The bill passed in 2014. Ish. Unfortunately, it was sabotaged in the House of Delegates (at a time when Democrats held the majority in both houses) and basically made unworkable for the foreseeable future. Since there, there's been a political earthquake or three and a big dip in coal production and gas prices.

I'm still hopeful that the Future Fund can be made workable at some point. And I can't help thinking about how different West Virginia would have been today if one had been set up years ago.

Case in point: Norway. When that country experienced an oil boom, those socialistic Vikings were smart enough to set aside a portion of their revenue for pensions and public expenses. Apparently they were smart enough to figure out that this stuff you take out of the ground doesn't grow back (at least for several million years).

Today, that fund is worth $1 trillion. Yes, that would be the number with 12 zeros. It's worth about $190,000 for each resident of Norway.

I know there's no way WV's version would  have been anywhere near that even if we started decades ago. But we would have been in better shape than we are now.


May 01, 2012

Not much room in the inn

I am by no means the brightest crayon in the box--and if I ever come close to forgetting that, the Spousal Unit is usually right there to remind me. Another case in point occurred on an otherwise glorious road trip from one corner of WV to another to try to drum up support for creating a Future Fund for our state from taxes on natural resources.

The first stop on the journey was to the beautiful and blessed counties in the southeast, Greenbrier and Summers. Then back through Charleston, up through Parkersburg and along the mighty Ohio River to New Martinsville in Wetzel County.

I didn't bother to try to reserve a room, considering it to be a truth universally acknowledged that aside from graduation, homecoming, major football games and other high holy days of obligation, there is never a need to reserve a room in advance in any West Virginia town.

Fool that I was. I had forgotten that Wetzel County is ground zero for Marcellus Shale natural gas drilling. As in Fracks-R-Us. I hit town around 9 at night and every motel I could find was full--and the parking lots were full of trucks with out of state plates.

One of the sore points of the Marcellus boom is that most of the drilling and pipeline jobs go to people from out of state, who incidentally need a place to stay. I saw plates from Oklahoma, Kansas, Michigan, Texas and pretty much anywhere but here.

(I was driving a rental with NY plates, so I don't have a whole lot of room to talk on that point).

It started to look like I'd either have to go up to Wheeling or down to Parkersburg to crash when I decided to try one last place and got the last room available.

The most interesting part was a conversation with the hostess. She said they were full most every night, at least from Sunday to Thursday, with gas workers from all over. I asked whether they were a rowdy bunch and she said no. Most days they are up and out by 5 or 6 and sometimes don't get back till after dark. By 9, she said, it was pretty quiet. Duly noted.
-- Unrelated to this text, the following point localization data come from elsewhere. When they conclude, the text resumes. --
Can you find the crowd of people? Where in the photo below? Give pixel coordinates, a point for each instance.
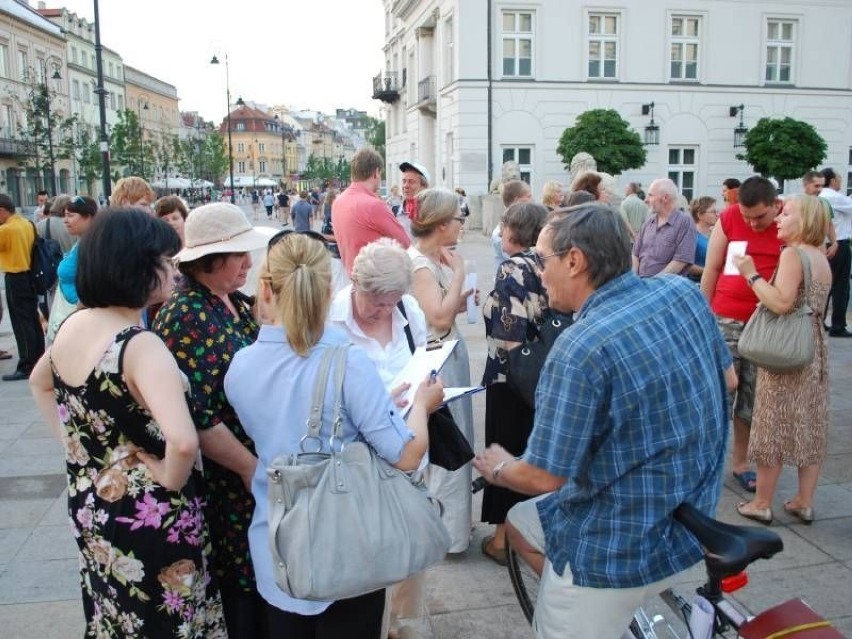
(173, 390)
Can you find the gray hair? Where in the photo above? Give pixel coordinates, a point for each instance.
(436, 206)
(600, 234)
(382, 267)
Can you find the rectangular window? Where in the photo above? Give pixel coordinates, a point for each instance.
(780, 39)
(685, 35)
(523, 156)
(682, 166)
(23, 65)
(8, 121)
(603, 45)
(517, 44)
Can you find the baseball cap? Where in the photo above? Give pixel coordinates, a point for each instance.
(416, 166)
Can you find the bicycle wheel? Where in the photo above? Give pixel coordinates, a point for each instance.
(524, 581)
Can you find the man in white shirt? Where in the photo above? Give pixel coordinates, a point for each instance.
(841, 263)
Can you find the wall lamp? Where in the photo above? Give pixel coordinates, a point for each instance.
(652, 131)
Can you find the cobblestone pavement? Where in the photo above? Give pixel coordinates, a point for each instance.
(468, 595)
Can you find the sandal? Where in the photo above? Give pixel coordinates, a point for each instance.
(497, 555)
(747, 480)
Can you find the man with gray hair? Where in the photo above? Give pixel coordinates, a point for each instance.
(616, 445)
(666, 241)
(633, 208)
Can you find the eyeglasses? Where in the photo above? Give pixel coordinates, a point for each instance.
(540, 259)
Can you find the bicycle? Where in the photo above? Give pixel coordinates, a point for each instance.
(728, 550)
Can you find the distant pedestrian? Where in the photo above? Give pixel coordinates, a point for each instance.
(303, 213)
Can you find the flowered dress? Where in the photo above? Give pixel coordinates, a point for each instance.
(204, 336)
(143, 548)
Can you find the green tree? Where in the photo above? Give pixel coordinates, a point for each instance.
(605, 135)
(376, 134)
(41, 128)
(128, 147)
(783, 148)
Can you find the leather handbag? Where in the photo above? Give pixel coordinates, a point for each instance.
(525, 361)
(448, 447)
(781, 343)
(346, 523)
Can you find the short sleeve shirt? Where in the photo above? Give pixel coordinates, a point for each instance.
(631, 411)
(658, 244)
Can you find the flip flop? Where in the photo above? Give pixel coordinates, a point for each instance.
(497, 555)
(747, 480)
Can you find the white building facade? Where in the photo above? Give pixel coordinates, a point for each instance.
(469, 85)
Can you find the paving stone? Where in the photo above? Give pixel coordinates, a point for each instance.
(40, 580)
(44, 620)
(48, 542)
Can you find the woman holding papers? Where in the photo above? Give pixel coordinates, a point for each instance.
(368, 310)
(294, 296)
(513, 308)
(438, 285)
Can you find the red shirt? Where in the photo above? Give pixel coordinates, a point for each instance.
(733, 297)
(359, 216)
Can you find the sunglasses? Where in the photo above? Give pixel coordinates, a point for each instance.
(540, 259)
(330, 246)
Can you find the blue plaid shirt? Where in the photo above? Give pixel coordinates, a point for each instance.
(631, 410)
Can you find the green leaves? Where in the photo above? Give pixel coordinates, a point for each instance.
(783, 148)
(607, 136)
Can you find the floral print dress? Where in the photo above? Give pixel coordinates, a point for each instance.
(143, 548)
(204, 336)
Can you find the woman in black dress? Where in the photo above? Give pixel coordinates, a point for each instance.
(513, 310)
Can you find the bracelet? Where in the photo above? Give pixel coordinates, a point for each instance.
(499, 467)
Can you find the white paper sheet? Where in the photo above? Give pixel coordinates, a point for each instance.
(735, 249)
(422, 363)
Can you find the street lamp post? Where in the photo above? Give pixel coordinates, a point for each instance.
(215, 60)
(141, 135)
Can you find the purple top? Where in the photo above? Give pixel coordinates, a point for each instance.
(656, 246)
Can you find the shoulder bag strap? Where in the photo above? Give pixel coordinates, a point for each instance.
(317, 401)
(408, 334)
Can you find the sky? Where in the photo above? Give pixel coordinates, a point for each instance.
(309, 54)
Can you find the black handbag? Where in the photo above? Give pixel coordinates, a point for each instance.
(448, 447)
(525, 361)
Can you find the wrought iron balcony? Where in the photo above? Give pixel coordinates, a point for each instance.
(386, 87)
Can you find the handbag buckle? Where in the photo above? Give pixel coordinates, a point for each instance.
(303, 444)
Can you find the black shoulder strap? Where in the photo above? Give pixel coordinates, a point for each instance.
(408, 334)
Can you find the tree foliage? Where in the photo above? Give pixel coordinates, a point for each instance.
(41, 126)
(605, 135)
(376, 134)
(783, 148)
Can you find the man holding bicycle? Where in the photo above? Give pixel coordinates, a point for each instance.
(631, 421)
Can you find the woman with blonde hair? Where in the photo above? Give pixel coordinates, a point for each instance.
(790, 421)
(552, 194)
(438, 286)
(295, 291)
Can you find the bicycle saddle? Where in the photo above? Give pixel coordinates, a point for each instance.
(728, 549)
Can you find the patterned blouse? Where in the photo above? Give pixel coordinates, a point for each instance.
(512, 312)
(202, 333)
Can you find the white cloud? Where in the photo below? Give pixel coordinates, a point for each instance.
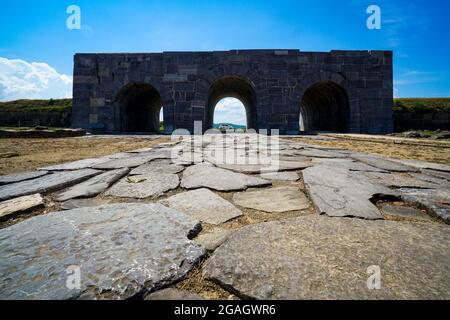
(23, 80)
(230, 110)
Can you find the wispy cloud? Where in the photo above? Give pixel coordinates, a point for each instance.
(416, 77)
(36, 80)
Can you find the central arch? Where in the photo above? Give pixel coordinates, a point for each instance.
(234, 87)
(325, 107)
(140, 107)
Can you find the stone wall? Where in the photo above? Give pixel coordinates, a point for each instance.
(270, 83)
(59, 119)
(404, 121)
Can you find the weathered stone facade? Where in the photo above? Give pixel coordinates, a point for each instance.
(346, 91)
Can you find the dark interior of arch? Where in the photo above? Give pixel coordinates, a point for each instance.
(234, 87)
(325, 107)
(140, 106)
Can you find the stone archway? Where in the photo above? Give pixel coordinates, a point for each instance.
(140, 105)
(235, 87)
(325, 107)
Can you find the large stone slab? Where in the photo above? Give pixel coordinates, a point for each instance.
(93, 186)
(318, 257)
(316, 153)
(211, 241)
(437, 201)
(274, 166)
(164, 166)
(144, 186)
(130, 162)
(281, 199)
(400, 180)
(405, 212)
(76, 165)
(348, 164)
(48, 183)
(83, 203)
(12, 178)
(204, 175)
(424, 165)
(171, 294)
(281, 176)
(383, 163)
(14, 206)
(203, 205)
(122, 250)
(343, 193)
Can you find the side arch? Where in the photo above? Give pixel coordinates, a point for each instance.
(229, 80)
(332, 89)
(139, 105)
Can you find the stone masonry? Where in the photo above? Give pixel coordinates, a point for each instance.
(340, 91)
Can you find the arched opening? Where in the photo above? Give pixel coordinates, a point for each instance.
(324, 107)
(230, 112)
(232, 87)
(140, 108)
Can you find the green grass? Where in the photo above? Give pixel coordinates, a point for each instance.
(36, 105)
(421, 105)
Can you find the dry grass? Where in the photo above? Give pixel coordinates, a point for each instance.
(399, 151)
(34, 153)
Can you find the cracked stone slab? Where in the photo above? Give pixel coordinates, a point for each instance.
(399, 180)
(424, 176)
(318, 257)
(76, 165)
(405, 212)
(93, 186)
(343, 193)
(17, 205)
(281, 199)
(435, 200)
(423, 164)
(438, 174)
(204, 175)
(203, 205)
(149, 185)
(275, 166)
(163, 166)
(211, 241)
(130, 162)
(122, 250)
(83, 203)
(316, 153)
(383, 163)
(348, 164)
(171, 294)
(281, 176)
(45, 184)
(18, 177)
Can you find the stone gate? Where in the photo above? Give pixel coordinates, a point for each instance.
(289, 90)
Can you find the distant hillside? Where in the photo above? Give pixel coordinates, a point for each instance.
(421, 104)
(36, 105)
(236, 126)
(28, 113)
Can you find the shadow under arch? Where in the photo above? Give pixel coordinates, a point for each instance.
(235, 87)
(325, 107)
(139, 108)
I spent the next day seeing what gasland really looks like. Short answer: not terribly pretty. I'll hold off till I can upload some pictures but here's the punchline: we've seen lots of coal, oil and gas booms and busts in this state. More busts then booms, no anatomical reference intended. We need to do something different this time around to ensure that WV profits more from its natural wealth in the 21st century than it did in the 20th.


January 31, 2012

An idea for the future

The WV Center on Budget and Policy has been making noise for a while now about how our state can position itself to benefit for the long haul from extractive industries by creating a permanent mineral tax trust fund.

The basic idea is pretty simple, although it could be done in many different ways: set aside a portion of severance taxes for the fund, allow it to build over time and use the interest to fund vital projects. Several states, mostly out west, have already done this and are reaping the benefits.

As a new report from the Center on the subject argues,

Without a permanent fund, the economic benefit from the natural resource extraction will decline along with the natural resources themselves.

A bill to do something like that has been introduced in the state senate, where it was sponsored by senate president Jeff Kessler. Here's hoping the bill makes it. Forward thinking like this is long overdue in West Virginia.

As I've said before in an op-ed for the Gazette, if WV had done something like this decades ago with coal, the southern part of the state might look like Shangri-la by now.